Hoosick Township Historical Society

Mapletown Inn , a stop on the Underground Railroad
By Joan L. Dater


The Mapletown Inn on Rt. 7 in the Hamlet of Mapletown played an important role as a 'stop' on the Underground Railroad during the middle of the 19th Century. It is estimated that there were as many as 3,000 Underground Railroad 'operators' in northern states during the antebellum period, some of them ran 'stations', or safe houses for the Black fugitives on the run. Their destination was the freedom they could find in Canada. Such was the role of Garret Van Hoosen (Heusen) who in 1810 built this home, now the Mapletown Inn . He was connected to the Union Church* next door. Although the Church is no longer there, the Mapletown Cemetery connected to it remains.

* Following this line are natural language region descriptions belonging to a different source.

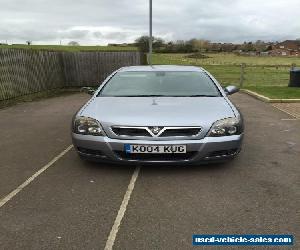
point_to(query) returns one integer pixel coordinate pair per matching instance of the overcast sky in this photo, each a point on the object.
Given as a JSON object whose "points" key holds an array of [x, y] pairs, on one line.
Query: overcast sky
{"points": [[99, 22]]}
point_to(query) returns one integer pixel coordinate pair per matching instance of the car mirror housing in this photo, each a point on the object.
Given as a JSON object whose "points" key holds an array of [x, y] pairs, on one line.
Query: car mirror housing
{"points": [[229, 90], [88, 90]]}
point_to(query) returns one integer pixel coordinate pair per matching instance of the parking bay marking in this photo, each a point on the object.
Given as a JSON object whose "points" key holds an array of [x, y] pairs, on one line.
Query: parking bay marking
{"points": [[115, 228], [13, 193]]}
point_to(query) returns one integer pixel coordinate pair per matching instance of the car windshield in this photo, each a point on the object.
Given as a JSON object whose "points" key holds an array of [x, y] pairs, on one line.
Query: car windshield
{"points": [[160, 83]]}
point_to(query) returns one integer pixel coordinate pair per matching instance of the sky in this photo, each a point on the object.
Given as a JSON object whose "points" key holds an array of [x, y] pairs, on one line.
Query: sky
{"points": [[99, 22]]}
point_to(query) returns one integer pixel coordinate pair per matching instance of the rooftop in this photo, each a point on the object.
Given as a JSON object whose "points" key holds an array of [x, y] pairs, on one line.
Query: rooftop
{"points": [[161, 68]]}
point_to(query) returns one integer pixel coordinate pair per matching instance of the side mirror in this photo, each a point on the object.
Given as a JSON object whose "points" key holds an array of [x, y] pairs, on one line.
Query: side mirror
{"points": [[229, 90], [88, 90]]}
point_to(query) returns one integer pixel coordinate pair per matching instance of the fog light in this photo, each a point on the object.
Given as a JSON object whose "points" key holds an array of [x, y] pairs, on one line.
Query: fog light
{"points": [[232, 130]]}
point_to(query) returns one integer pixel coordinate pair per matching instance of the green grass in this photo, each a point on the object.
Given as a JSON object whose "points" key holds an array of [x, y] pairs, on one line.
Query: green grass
{"points": [[276, 92], [225, 59], [265, 75], [70, 48]]}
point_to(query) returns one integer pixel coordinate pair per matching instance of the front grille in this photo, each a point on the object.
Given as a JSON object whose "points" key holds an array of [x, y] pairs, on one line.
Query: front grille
{"points": [[90, 152], [125, 131], [156, 131], [155, 157], [221, 153], [181, 132]]}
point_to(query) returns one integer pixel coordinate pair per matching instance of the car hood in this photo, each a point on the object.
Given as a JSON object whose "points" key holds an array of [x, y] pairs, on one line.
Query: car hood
{"points": [[158, 111]]}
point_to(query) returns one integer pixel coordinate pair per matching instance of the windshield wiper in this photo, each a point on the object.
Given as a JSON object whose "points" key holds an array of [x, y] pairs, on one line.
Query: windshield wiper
{"points": [[139, 95], [201, 96]]}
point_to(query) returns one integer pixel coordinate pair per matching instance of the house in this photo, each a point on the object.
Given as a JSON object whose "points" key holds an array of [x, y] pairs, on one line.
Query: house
{"points": [[286, 48]]}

Two letters housed in The Vermont Historical society pinpoints Van Heusen as a conductor who helped fugitives coming from Albany and Troy along their way to Bennington at the home of Charles Hicks in the Hinsdillville section of North Bennington. Hick’s home was near the present day entrance to Bennington College.

Active in the anti slavery movement in Troy, Van Hoosen was president of a convention held at the Rev. Fayette Shipherd's Free Congregational Church in January1845.**

In a letter dated June 9, 1842, Pastor Abel Brown, of the Sand Lake Baptist Church and corresponding secretary of the Eastern New York Anti Slavery Society, wrote a note to Garret Van Hoosen in Mapletown, asking him to receive the bearer (a fugitive) as a friend who needs your aid. He directs him on his way if Van Hoosen cannot give him work. The fugitive comes well recommended and was a slave a few weeks hence.

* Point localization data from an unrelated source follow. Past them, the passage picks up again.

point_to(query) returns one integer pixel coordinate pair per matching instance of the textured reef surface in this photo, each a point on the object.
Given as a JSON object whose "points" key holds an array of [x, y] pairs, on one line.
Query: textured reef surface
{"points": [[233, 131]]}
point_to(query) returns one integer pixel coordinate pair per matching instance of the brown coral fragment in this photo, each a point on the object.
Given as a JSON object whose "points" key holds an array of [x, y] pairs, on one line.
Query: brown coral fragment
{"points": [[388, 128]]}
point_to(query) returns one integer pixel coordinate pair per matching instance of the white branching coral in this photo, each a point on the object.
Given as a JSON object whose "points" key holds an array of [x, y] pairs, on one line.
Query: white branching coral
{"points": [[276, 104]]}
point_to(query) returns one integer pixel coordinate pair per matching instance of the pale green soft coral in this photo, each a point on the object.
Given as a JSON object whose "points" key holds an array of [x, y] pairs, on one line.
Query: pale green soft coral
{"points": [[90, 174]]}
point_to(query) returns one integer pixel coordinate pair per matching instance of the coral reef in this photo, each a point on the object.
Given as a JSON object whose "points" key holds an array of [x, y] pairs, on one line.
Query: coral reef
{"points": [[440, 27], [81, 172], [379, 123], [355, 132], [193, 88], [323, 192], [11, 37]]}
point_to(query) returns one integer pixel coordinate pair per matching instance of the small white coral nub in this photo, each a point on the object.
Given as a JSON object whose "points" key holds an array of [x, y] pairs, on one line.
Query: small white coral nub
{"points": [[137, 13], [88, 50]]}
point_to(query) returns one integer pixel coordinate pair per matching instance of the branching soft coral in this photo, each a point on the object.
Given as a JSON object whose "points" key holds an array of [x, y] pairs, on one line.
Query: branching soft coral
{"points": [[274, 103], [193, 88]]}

The Rev. Fayette Shipherd of the Liberty Bethel Church in Troy composed a letter to Charles Hicks in Hinsdillville. It is dated November 24, 1840. Addressed to “Brother Hicks,” he states that the Champlain Canal has closed. So he will send his Southern friends (the fugitives) along your road and patronize your house. The road would have been Rt. 102 from Mapletown, to Bayer Rd then Orebed, then over one of the covered bridges in Bennington (perhaps Henry Bridge) to Hicks Place near Rice Lane. Shipherd states that he had a fine run of business during the season, having 22 fugitives in Troy in two weeks 13 in the city at one time.



On June 10, 1843 Jane Hicks, the daughter of Charles Hicks, wrote to her sister, Eliza, in Manchester, VT. In it she relates an incident on a Friday evening when she heard a loud rap at the door. It was VanHousen with a fugitive family of a husband, wife and three children. They were seeking shelter, so Charles Hicks took them in and housed them for the night. The following morning, his son, Henry, was summoned. He then brought them to the home of Lemuel Bottum, and son, Simon, in Shaftsbury, VT (most recently known as the Vincent Hoy House) on Rt. 7A just south of Old Depot Rd. The two story colonial still stands and harbors a tunnel from the house to the barn. At the end of the letter, Jane Hicks commands her sister, "Please burn this as soon as you read it yourself. Let no one see it." Luckily for us, Eliza kept it intact.

It is believed that Charles' son, Henry Hicks, lived on Houghton Street in North Bennington. Further research should determine the whereabouts of his house, as there are several that can be considered good candidates.

More recently, in 1935 Harry N. Hawks, who was a dealer in Dodge Brothers Motor Vehicles near Hoosick Corners, documents his recollection of Garret Van Heusen, "The house which Garret Van Heusen built is about 100 years old and is now occupied by Addison A. Brimmer who bought it following the deaths of Van Heusen and his wife. Mr. Brimmer is 95 years old......The slaves came one or two at a time, usually two, and they brought a letter of identification to present to the master of the house. In this house the slaves were kept through the day in a small upstairs room and at night allowed to travel on to the next station which was between Bennington, VT, and North Bennington, VT, known as the Hicks' place."

This Society is eager to talk to descendants of established families who may have been told stories about the Underground Railroad. An initiative is underway to designate the Van Heusen House as an important stop along the Underground Railroad.

*The Union Church is the Liberal Religious Society at Mapletown, incorporated Jan. 23, 1836. It occupied the property of the old Mapletown Church which was originally the Hoosick Baptist Church founded March 16, 1785. The Union Church was a mission church and persons of several religious denominations worshiped there. See Landmarks of Rensselaer County, p. 433 for more information. Van Hoosen also served as president of the Rensselaer County Liberty Party in 1845 when a Convention was held in Troy (see Tom Calarco's The Underground Railroad Conductor: A Guide to Underground Railroad sites in Eastern New York.)

**See page 95, Tom Calarco's The Underground Railroad in the Adirondack Region. In the near future, the four letters discussed in this article will be placed on our website, Hoosickhistory.com

Joan Dater, a history buff, is a member of the Pittstown and Hoosick Township Historical Societies.